- Matt Ridley warns that the UK’s Net Zero policy, forcing the public to give up key assets like petrol cars and gas boilers, could reduce GDP by 10% by 2030.
- Ridley criticises the shift to more expensive and less reliable green technologies, arguing it makes the country poorer and transfers wealth from the poor to the rich.
Former Hereditary peer of the United Kingdom, Matt Ridley, released an article about a leaked government analysis that warned that the UK’s Net Zero policy could reduce GDP by 10% by 2030. Surprisingly, the analysis predicts that this could happen if Net Zero succeeds, not fails.
It suggests that forcing people to give up petrol cars, gas boilers, foreign holidays, and beef would leave valuable assets, like cars, planes, and cows, unused, leading to a serious economic disaster.
Ridley’s article focuses on the idea of “stranding” productive assets. The government might retire old technologies too soon and replace them with more expensive and less reliable ones. In response, a government spokesman claimed that Net Zero is “the economic opportunity of the twenty-first century,” promising jobs, growth, and energy security.
However, Ridley questions whether the government understands the difference between economic growth and spending money. He gives the example of a government order for everyone to throw out their socks and buy new ones. This would create more economic activity but leave people with the same number of socks and less money to spend on other things.
Ridley argues that this is similar to the “broken window fallacy,” first explained by economist Frederic Bastiat over 150 years ago. The article also claims that replacing current technologies with more expensive alternatives, like wind farms for power stations or electric cars for petrol vehicles, is a mistake.

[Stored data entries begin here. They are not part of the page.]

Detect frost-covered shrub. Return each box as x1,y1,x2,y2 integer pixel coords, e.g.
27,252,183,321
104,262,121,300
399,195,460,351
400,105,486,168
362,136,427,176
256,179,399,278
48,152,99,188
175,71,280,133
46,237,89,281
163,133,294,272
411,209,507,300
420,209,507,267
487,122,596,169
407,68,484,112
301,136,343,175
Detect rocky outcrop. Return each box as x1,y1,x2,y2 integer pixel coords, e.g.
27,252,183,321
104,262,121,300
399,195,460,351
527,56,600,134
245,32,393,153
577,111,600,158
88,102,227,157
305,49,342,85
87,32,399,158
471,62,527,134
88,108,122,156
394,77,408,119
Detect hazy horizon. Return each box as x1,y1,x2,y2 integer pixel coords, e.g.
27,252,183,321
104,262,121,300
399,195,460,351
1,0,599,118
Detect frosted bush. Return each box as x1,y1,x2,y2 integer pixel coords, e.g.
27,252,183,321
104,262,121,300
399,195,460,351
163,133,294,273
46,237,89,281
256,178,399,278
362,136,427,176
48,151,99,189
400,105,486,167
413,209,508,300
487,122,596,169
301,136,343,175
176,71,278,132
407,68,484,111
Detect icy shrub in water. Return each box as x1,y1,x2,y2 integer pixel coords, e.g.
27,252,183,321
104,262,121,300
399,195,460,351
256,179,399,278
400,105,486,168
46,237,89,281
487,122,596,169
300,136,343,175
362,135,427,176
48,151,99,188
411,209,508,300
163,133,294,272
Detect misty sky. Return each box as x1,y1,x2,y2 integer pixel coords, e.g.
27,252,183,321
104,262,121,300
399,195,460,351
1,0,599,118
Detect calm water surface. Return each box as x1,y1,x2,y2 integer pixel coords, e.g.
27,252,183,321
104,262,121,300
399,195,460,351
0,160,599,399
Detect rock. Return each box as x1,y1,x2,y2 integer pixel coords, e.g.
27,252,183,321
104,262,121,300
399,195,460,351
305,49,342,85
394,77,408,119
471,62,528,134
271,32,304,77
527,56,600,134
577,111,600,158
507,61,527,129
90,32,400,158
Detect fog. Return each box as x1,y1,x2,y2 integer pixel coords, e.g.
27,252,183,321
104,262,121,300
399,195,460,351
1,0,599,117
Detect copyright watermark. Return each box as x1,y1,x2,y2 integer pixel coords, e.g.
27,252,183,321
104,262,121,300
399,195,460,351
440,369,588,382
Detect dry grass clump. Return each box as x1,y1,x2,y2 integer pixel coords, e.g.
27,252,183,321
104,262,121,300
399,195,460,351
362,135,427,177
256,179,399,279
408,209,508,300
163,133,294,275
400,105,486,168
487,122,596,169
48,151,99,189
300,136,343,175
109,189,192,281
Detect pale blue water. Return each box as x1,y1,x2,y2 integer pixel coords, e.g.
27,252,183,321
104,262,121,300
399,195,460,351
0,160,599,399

These new technologies are often less reliable and need big subsidies to work. Ridley points out that the UK has spent over £100 billion on green energy subsidies in recent decades, making electricity the most expensive in the developed world.
While some have made money from the green energy shift, Ridley says it mainly transfers wealth from the poor to the rich. He believes the government should focus on the needs of consumers, not producers.
He praises Kemi Badenoch, Member of Parliament of the United Kingdom, for recently returning to a consumer-focused approach. In her speech, Badenoch emphasised the importance of thinking about what benefits people, not just businesses.
Ridley argues that true economic growth comes from using fewer resources to produce more. Right now, Net Zero is making the country poorer, not richer.